Another change DiBartolo is proposing is the elimination of left-hand turns onto Route 118 from Downing Drive. Not only will these changes reduce accidents, DiBartolo predicts, but it would also force motorists to seek alternative routes, such as Kear Street and Underhill Avenue.

“We’re trying to bring people through that area,” he said. “You have a lot of businesses there, a lot of stores there, and it’s like a dead zone.”

The corner of Underhill Avenue and Front Street, where the highway department is presently located, has been targeted as an area of development by Supervisor Michael Grace. The supervisor has proposed a privately developed commercial/residential building known as Depot Square. The highway department would be moved to Greenwood Street.

While the change would bring more motorists through the area, DiBartolo, who was highway superintendent for 16 years, said his proposal is unrelated to Depot Square.

“I’m in favor of Depot Square; I think the highway department should have been moved when I was there,” he said. “If it works to that, too, then it works to that, too.”

DiBartolo said motorists coming from Hanover Street may be inconvenienced because they can no longer continue onto Commerce Street. Instead, they would have to take a roundabout way to reach 7-Eleven or other businesses in the area.

DiBartolo said he mentioned the idea years ago, but that he “dropped the ball” because he didn’t think the previous board members would seriously consider his proposal.
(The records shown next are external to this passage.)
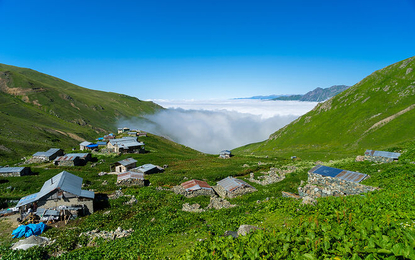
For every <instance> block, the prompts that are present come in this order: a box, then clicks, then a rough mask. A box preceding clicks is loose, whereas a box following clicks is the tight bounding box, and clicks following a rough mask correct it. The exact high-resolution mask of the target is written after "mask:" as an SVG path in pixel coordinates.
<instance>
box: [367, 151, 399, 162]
mask: <svg viewBox="0 0 415 260" xmlns="http://www.w3.org/2000/svg"><path fill="white" fill-rule="evenodd" d="M365 155H367V156H380V157H385V158H391V159H393V160H398V158H399V156H401V154H400V153H393V152H385V151H375V150H366V152H365Z"/></svg>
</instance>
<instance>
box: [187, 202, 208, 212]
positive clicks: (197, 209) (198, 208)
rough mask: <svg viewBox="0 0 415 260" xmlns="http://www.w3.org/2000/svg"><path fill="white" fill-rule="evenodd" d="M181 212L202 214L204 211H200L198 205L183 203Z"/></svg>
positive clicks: (202, 210) (195, 204)
mask: <svg viewBox="0 0 415 260" xmlns="http://www.w3.org/2000/svg"><path fill="white" fill-rule="evenodd" d="M182 211H186V212H196V213H200V212H204V211H205V210H204V209H201V208H200V205H199V204H198V203H195V204H191V205H190V204H189V203H185V204H183V207H182Z"/></svg>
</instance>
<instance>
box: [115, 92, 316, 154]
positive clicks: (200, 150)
mask: <svg viewBox="0 0 415 260" xmlns="http://www.w3.org/2000/svg"><path fill="white" fill-rule="evenodd" d="M155 102H156V103H158V104H160V105H162V106H164V107H173V108H170V109H167V110H164V111H160V112H159V113H157V114H154V115H146V116H144V117H145V118H146V119H148V120H147V121H146V122H144V121H143V120H140V121H138V120H137V121H134V120H133V121H121V122H119V126H120V127H123V126H127V127H130V128H137V129H140V130H144V131H147V132H150V133H153V134H156V135H161V136H165V137H167V138H170V139H172V140H173V141H175V142H177V143H180V144H183V145H186V146H189V147H191V148H193V149H196V150H198V151H201V152H205V153H213V154H217V153H219V152H220V151H221V150H224V149H229V150H231V149H233V148H236V147H240V146H243V145H246V144H249V143H254V142H259V141H263V140H265V139H267V138H268V137H269V135H270V134H272V133H273V132H275V131H276V130H278V129H280V128H281V127H283V126H285V125H286V124H289V123H290V122H292V121H293V120H295V119H296V118H297V117H298V116H300V115H302V114H304V113H306V112H307V111H309V110H311V109H312V108H313V107H314V106H315V105H316V103H315V102H296V101H289V102H286V101H281V102H277V101H267V102H264V101H258V100H226V101H179V102H177V101H176V102H173V101H155Z"/></svg>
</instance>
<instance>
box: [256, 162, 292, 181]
mask: <svg viewBox="0 0 415 260" xmlns="http://www.w3.org/2000/svg"><path fill="white" fill-rule="evenodd" d="M296 169H297V167H295V166H288V167H287V169H279V168H271V169H270V170H269V171H268V172H266V173H264V175H263V176H259V177H258V178H257V179H255V175H254V173H253V172H251V174H250V177H249V181H251V182H255V183H258V184H260V185H268V184H272V183H276V182H280V181H282V180H284V179H285V176H286V174H288V173H292V172H294V171H295V170H296Z"/></svg>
Archived Town Board meeting minutes show the idea was discussed as far back as 2002.

“We’re just trying to get a village feeling, make it like a downtown Yorktown; somewhere you walk through, rather than drive through,” DiBartolo said.
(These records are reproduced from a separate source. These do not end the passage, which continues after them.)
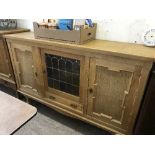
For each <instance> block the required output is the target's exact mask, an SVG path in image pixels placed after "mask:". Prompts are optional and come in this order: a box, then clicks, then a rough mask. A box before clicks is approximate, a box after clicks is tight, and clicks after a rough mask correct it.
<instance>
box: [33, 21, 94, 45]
mask: <svg viewBox="0 0 155 155" xmlns="http://www.w3.org/2000/svg"><path fill="white" fill-rule="evenodd" d="M33 27H34V36H35V38H37V39H39V38H46V39H51V40H58V41H64V42H69V43H75V44H83V43H85V42H87V41H90V40H93V39H95V37H96V28H97V24H96V23H94V27H90V28H88V29H83V28H81V29H80V30H79V31H77V30H71V31H67V30H66V31H65V30H59V29H48V28H40V27H39V26H38V23H36V22H34V23H33Z"/></svg>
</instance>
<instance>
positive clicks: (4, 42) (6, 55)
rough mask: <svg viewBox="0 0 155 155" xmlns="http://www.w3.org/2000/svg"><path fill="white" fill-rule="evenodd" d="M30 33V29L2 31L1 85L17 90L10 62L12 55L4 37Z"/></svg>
mask: <svg viewBox="0 0 155 155" xmlns="http://www.w3.org/2000/svg"><path fill="white" fill-rule="evenodd" d="M25 31H29V30H28V29H22V28H17V29H12V30H11V29H10V30H0V83H2V84H4V85H6V86H8V87H11V88H13V89H16V82H15V78H14V73H13V68H12V64H11V60H10V55H9V51H8V47H7V42H6V40H5V38H4V37H3V35H5V34H13V33H20V32H25Z"/></svg>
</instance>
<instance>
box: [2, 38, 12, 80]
mask: <svg viewBox="0 0 155 155" xmlns="http://www.w3.org/2000/svg"><path fill="white" fill-rule="evenodd" d="M0 79H3V80H5V81H8V82H10V83H14V77H13V71H12V66H11V62H10V58H9V53H8V49H7V46H6V42H5V40H4V39H2V38H0Z"/></svg>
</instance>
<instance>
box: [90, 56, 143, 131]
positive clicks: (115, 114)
mask: <svg viewBox="0 0 155 155" xmlns="http://www.w3.org/2000/svg"><path fill="white" fill-rule="evenodd" d="M121 61H122V62H121ZM121 61H117V58H116V59H114V60H113V61H112V60H110V59H109V60H106V59H95V58H91V60H90V75H89V90H88V96H89V98H88V102H89V103H88V115H91V116H92V117H93V118H94V119H96V120H99V121H101V122H104V123H105V125H106V126H108V127H110V128H112V129H115V130H119V131H121V132H127V130H128V129H129V127H131V124H130V123H131V117H132V115H135V114H134V113H133V108H134V106H135V105H136V104H137V103H135V102H136V101H135V98H136V96H137V92H138V91H139V85H140V79H141V71H142V66H140V65H138V64H134V63H133V62H130V61H128V60H127V61H123V59H122V60H121ZM138 97H141V96H138Z"/></svg>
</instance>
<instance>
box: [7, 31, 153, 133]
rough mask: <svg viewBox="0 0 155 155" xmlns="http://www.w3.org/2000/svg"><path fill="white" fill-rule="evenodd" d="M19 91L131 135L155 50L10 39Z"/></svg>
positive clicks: (118, 130)
mask: <svg viewBox="0 0 155 155" xmlns="http://www.w3.org/2000/svg"><path fill="white" fill-rule="evenodd" d="M5 38H6V40H7V44H8V47H9V53H10V57H11V62H12V65H13V71H14V75H15V79H16V83H17V91H18V92H20V93H22V94H23V95H26V96H28V97H29V98H32V99H34V100H36V101H39V102H40V103H42V104H45V105H47V106H49V107H51V108H53V109H55V110H57V111H59V112H61V113H63V114H65V115H68V116H71V117H74V118H77V119H80V120H82V121H85V122H88V123H90V124H93V125H95V126H98V127H100V128H102V129H105V130H107V131H110V132H112V133H115V134H132V132H133V129H134V125H135V121H136V117H137V114H138V111H139V107H140V104H141V100H142V97H143V94H144V90H145V87H146V84H147V80H148V76H149V72H150V70H151V67H152V64H153V62H154V59H155V50H154V48H148V47H145V46H143V45H136V44H130V43H121V42H112V41H104V40H94V41H90V42H88V43H86V44H83V45H75V44H69V43H62V42H57V41H50V40H43V39H35V38H34V34H33V33H32V32H26V33H19V34H9V35H5Z"/></svg>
Also a former fire chief, DiBartolo said the fire department, located at the end of Commerce Street, once studied the additional response time if one-way traffic was implemented. He said the change would delay the department by 17 seconds.

Highway Superintendent Dave Paganelli, DiBartolo’s successor, said the change would not affect the operations of his department.

“From a highway department standpoint, we’d have no trouble maintaining the roads, regardless of the flow of the traffic,” Paganelli said. “My concern would be whether it would be a benefit or detriment to businesses already in existence. Also, being aware of the fact that it was discussed during the creation of the comprehensive plan under the Cooper administration around 2000, it certainly bears looking at through a fresh set of eyes.”

Adding to the village feel, DiBartolo said he will also request street lights on Downing Drive.

The Feb. 23 work sessions begin at 7 p.m. in the Town Hall meeting room, 363 Underhill Ave. The agenda will be released on yorktownny.org. closer to the meeting date.

“I think it’s a win-win,” DiBartolo said. “I’m curious to see what the Town Board feels about it and what the residents say.”